その一方で、日本の地方の様々な農業、水産業などの生産物を見てみると、その高品質の生産物はその大半がJAを通して築地をはじめ東京の大消費圏に届けられ、地域でとれたものは、残されたものだけという構図もあります。
国際化の流れの中で、日本は食の大半を海外に依存しているのは確かですが、日本国内だけで自給率を上げるのは難しいことではないと、鳥取県で牧場を経営している方はいっています。しかし実際に和牛の流通構造を見てみると、沖縄で子供の牛を飼育し、神戸などで育成され、名古屋で取引され、東京で消費される。沖縄の方々の食する肉の大半は海外からの輸入肉であるという不思議な流通構造を見ると、自給率というのが何を示しているのかさえわからないのは確かですね。

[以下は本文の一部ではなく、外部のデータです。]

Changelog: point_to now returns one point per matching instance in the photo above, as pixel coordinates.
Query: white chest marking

こうした、様々なものの生産と流通と消費の構造を形作ってしまった日本に、食の安全の概念は本当にあるのかどうか疑問ですね。実際に、消費者の口に入るものが、何処をどのように通過して加工されているのかは不明。有毒物質が入っているかどうか、事故米なのか、ほとんど解明不能なのが実態なのでしょう。問題が起こらない限り‥。
そして、いつも思いますが、「安全」という概念は、誰かがそれを守っているという信頼性の中に存在するもので、それを誰が守っているのか分からなくなってしまえば、「危険」であることは確かです。
世界各国の食が集積する日本、特に東京。
そのお味も抜群のものがあります。
食の安全が保証されるには、まずは「人の安全性」をチェックする必要があるのですね。
自己管理、自分自身で情報を確認する能力が、もっと必要なのでしょう。